D-Mark kostet Millionen Arbeitsplätze
Kann Deutschland angesichts der Euro-Krise zur alten Währung zurückkehren?
03. Aug. 2012 –
Viele Bürger sind von der Euro-Krise zunehmend genervt. Sie fragen sich: Wäre es nicht besser, wenn wir die offenbar missratene Währungsunion beendeten und zur alten, guten, harten D-Mark zurückkehrten? Dann müssten wir uns nicht mehr mit den Griechen, Spaniern, Italienern und ihren Schulden herumschlagen. Wie aber würden die Dinge ablaufen, wenn Deutschland seine DM zurückholte?
Michael Heise, der leitende Ökonom der Allianz-Versicherung, hat dafür ein Szenario entworfen. Er prognostiziert einen Rückgang des Wirtschaftswachstums um jeweils etwa fünf Prozent über mehrere Jahre. Die deutsche Wirtschaft würde also nicht mehr wachsen, sondern schrumpfen. Drei Jahre nach der Rückkehr zur D-Mark wäre unsere Ökonomie 15 Prozent kleiner als vorher.

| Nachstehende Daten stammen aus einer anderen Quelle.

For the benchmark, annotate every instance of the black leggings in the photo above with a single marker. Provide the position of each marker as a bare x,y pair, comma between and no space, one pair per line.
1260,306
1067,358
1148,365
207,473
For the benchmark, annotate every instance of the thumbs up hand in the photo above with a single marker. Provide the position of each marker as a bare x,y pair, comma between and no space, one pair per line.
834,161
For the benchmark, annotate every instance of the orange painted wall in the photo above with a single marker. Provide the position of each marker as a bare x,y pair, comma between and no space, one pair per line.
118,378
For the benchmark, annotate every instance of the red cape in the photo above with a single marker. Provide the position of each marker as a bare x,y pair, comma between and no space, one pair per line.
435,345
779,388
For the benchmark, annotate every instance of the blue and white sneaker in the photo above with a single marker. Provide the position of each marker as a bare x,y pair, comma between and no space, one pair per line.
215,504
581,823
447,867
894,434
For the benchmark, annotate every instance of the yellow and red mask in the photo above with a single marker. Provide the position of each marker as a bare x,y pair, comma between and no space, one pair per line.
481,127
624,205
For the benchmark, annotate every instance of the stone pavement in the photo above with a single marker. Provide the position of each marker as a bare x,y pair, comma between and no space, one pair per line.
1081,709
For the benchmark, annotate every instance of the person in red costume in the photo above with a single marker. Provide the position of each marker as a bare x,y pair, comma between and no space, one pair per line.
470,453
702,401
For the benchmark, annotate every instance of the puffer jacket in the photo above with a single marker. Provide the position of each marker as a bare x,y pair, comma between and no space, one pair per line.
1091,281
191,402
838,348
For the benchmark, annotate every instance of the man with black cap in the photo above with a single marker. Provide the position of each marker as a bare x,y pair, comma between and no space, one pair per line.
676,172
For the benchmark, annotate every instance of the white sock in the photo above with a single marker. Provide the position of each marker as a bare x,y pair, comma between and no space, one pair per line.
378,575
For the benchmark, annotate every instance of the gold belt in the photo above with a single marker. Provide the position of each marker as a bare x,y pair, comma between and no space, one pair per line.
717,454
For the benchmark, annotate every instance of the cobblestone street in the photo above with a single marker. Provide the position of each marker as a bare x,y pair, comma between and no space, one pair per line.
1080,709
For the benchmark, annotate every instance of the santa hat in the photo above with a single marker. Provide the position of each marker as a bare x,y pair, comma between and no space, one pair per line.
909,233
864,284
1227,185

Was bedeutet das? Einer ökonomischen Faustformel zufolge entscheidet jedes Prozent BIP-Wachstum pro Jahr über ein Prozent aller Arbeitsplätze, also rund 400.000 Stellen. Angesichts eines Verlustes von 15 Prozent müsste man demnach mit sechs Millionen mehr Arbeitslosen rechnen. Die gegenwärtig knapp drei Millionen Arbeitslosen addiert, würden dann neun Millionen Menschen in Deutschland einen Arbeitsplatz suchen. Einen derartigen Zustand hat Deutschland seit 60 Jahren nicht ansatzweise erlebt.
Die Wirtschaftsleistung Deutschlands würde stark zurückgehen, so Allianz-Ökonom Heise, weil die Rückkehr zur D-Mark eine fatale Wirkungskette in Gang setzte. Der stabilisierenden gemeinsamen Währung beraubt, werden in manchen Nachbarstaaten Regierungen und Banken zahlungsunfähig. Diese Volkswirtschaften können dann kaum noch deutsche Produkte importieren. Zusätzlich wertet die alte, neue D-Mark stark auf. Der Effekt: Deutsche Fahrzeuge, Maschinen und andere Güter werden massiv teurer, was den Export zusätzlich behindert. Viele Unternehmen in Deutschland reagieren dann, indem sie Beschäftigten kündigen.
Solche Wirkungen sieht auch Christian Dreger, Leiter der makroökonomischen Abteilung beim Deutschen Institut für Wirtschaftsforschung (DIW). Allerdings warnt er vor der „erheblichen Unsicherheit von Beispiel-Rechnungen“. Um wieviel Prozent genau das Bruttoinlandsprodukt einbreche und die Arbeitslosigkeit zunehme, lasse sich kaum abschätzen. Denn die Ökonomen können bei der Berechnung eines solchen Schocks, des Zusammenbruchs eines großen Währungsraumes, nicht auf Erfahrungswerte zurückgreifen. Aber auch Dreger ist sicher: „Die negativen Wirkungen überwiegen.“ Als positiven Effekt eines D-Mark-Alleinganges nennt er, dass die Inflationsrate infolge der Aufwertung sinkt.
Kann man sich vorstellen, was in Deutschland los wäre, wenn neun Millionen Menschen keinen Lohn mehr erhielten? Die Arbeitslosenrate klettert dann in Richtung 25 Prozent. Heute liegt sie bei sieben Prozent. Solche Verhältnisse führen in Griechenland dazu, dass bei jeder Gelegenheit Straßenschlachten ausbrechen, der Müll nicht mehr weggefahren wird und Neonazis im Parlament sitzen, die Hitler gut finden.
Selbst, wenn man annimmt, dass sich die Deutschen ruhiger verhalten als die Griechen und der Staat diese Belastungsprobe aushält: Die D-Mark wird uns in den ersten Jahren massiv Wohlstand und Lebensqualität kosten. Denn weniger BIP und hohe Arbeitslosigkeit bedeuten, dass sehr viele Leute weniger Geld verdienen und der Staat weniger für Lehrer, Kindergärten, Sozialhilfe und Arbeitslosengeld ausgeben kann. Die Wartezeiten im Krankenhaus werden länger, weil die Ärzte auf der Suche nach besser bezahlten Jobs nach Kanada oder Neuseeland auswandern. Wer die D-Mark wiederhaben will, muss sich fragen, ob er solche Opfer zu bringen bereit ist.